Le personnage principal, June Lenny est donc beau, matérialiste et sans trop de scrupules. Ce qui ne va pas l’empêcher de se transformer en dieu incarné pour un certain nombre de disciples hallucinés.

«Cela me fait penser au personnage d”Il était une fois la Révolution’, de Sergio Leone», relève Daniel Koller en évoquant le personnage de cet Irlandais, interprété par James Coburn, sur lequel les péons mexicains rebelles placent tous leurs espoirs: «Lui n’a pas de projet pour les autres. Et les autres voient dans ses actes des choses qui n’y sont pas».

Bien sûr, «Mayam», c’est juste de la science-fiction, métissée d’une bonne dose d’heroic fantasy. Bien sûr, tout cela est de la BD pour rire, frissonner ou s’émoustiller.

Mais tout de même. Il y a bien longtemps qu’un univers aussi spirituellement cauchemardesque ne nous aura pas semblé si proche de celui qui nous entoure, plus ou moins près, plus ou moins loin.

Mayam n’est pas la Terre, mais la Terre glisse vers Mayam. A l’heure où certains nient l’évolutionnisme. A l’heure où l’on affirme sans rire sa certitude de l’existence des anges. A l’heure où l’on s’immole pour mieux effectuer son transit vers Sirius. A l’heure où l’on parle d’«Axe du Mal». A l’heure où l’on égorge au nom d’un dieu et de son prophète.

Bref. A l’heure où les croyants de tous poils assènent la suprématie de leurs dieux et de leurs délires respectifs sous l’œil complaisant des médias, la satire de Desberg et Koller est la bienvenue.

On souhaite le succès à la série. Tout en espérant que si le succès est au rendez-vous, il n’entraînera pas la dilution du propos dans une succession de tomes où les rebondissements de l’intrigue primeraient sur la dimension satirique…

swissinfo, Bernard Léchot

«Les larmes du désert» est le 2e tome de la série «Mayam», publiée chez Dargaud.
Les dessins sont signés par le Genevois Daniel Koller, et le scénario par le Belge Stephen Desberg.
Aventure, érotisme et critique de la religiosité caractérisent la série.

– Daniel Koller né en 1963, à Genève. Il est autodidacte dans le domaine du dessin.

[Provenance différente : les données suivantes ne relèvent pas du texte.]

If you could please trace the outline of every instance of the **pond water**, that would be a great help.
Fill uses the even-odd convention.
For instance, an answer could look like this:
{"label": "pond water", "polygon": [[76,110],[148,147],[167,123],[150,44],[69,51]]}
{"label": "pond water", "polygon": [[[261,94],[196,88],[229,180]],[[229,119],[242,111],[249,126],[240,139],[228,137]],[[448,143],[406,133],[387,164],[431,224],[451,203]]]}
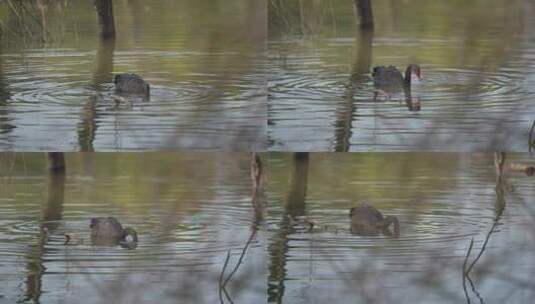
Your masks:
{"label": "pond water", "polygon": [[[270,156],[269,303],[532,301],[535,177],[516,171],[532,156],[507,154],[499,183],[493,154]],[[399,237],[352,234],[364,202]],[[463,285],[471,239],[467,265],[483,251]]]}
{"label": "pond water", "polygon": [[[250,155],[0,154],[0,303],[219,302],[266,298],[265,233],[251,207]],[[114,216],[137,248],[92,246],[89,221]],[[46,234],[45,228],[48,230]],[[64,234],[79,245],[64,245]],[[230,303],[224,298],[225,303]]]}
{"label": "pond water", "polygon": [[[0,149],[265,147],[262,1],[114,1],[112,40],[100,39],[92,1],[10,3],[0,3]],[[150,83],[150,101],[115,104],[113,75],[126,72]]]}
{"label": "pond water", "polygon": [[[270,150],[528,150],[533,3],[377,0],[359,32],[352,2],[269,2]],[[410,63],[411,98],[374,102],[372,67]]]}
{"label": "pond water", "polygon": [[[534,296],[532,156],[506,154],[499,179],[490,153],[261,157],[267,213],[253,210],[250,154],[74,153],[66,175],[48,175],[44,153],[0,154],[0,303]],[[351,233],[349,209],[365,202],[398,218],[398,237]],[[137,247],[92,245],[98,216],[135,228]],[[472,239],[468,265],[481,257],[463,281]]]}

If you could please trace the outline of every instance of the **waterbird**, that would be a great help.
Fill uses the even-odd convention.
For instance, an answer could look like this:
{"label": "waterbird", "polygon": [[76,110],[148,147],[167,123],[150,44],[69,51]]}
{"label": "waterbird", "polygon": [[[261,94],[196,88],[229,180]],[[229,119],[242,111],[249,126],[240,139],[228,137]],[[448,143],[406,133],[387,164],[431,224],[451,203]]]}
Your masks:
{"label": "waterbird", "polygon": [[138,238],[137,232],[130,227],[123,228],[114,217],[96,217],[91,219],[91,242],[94,245],[121,245],[135,248]]}
{"label": "waterbird", "polygon": [[118,94],[144,95],[150,97],[150,85],[141,76],[132,73],[115,75],[113,80]]}
{"label": "waterbird", "polygon": [[407,97],[410,97],[412,76],[415,75],[418,80],[422,79],[420,66],[409,64],[405,70],[405,77],[394,66],[376,66],[373,68],[372,77],[375,93],[373,99],[377,99],[379,93],[385,94],[388,99],[392,93],[403,90]]}
{"label": "waterbird", "polygon": [[399,236],[399,220],[397,217],[383,214],[375,207],[368,204],[360,204],[349,211],[351,219],[351,233],[363,236],[392,235],[388,227],[394,224],[394,236]]}

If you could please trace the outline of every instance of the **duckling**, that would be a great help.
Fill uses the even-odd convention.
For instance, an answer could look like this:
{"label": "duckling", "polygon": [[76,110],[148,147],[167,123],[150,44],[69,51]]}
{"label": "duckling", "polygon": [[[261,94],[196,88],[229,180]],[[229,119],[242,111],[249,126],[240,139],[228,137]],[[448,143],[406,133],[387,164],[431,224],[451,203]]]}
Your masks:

– Première publication dans le magazine « A Suivre » vers l’âge de vingt ans, sous le pseudonyme de Bader K. Puis, toujours dans « A Suivre », plusieurs publications sous son nom.

– En 2000, il publie «Honduras» (Les Tribulations de Luc Lafontaine) chez Casterman.

– En 2003 sort le 1er tome de «Mayam», dont le scénario est signé Desberg.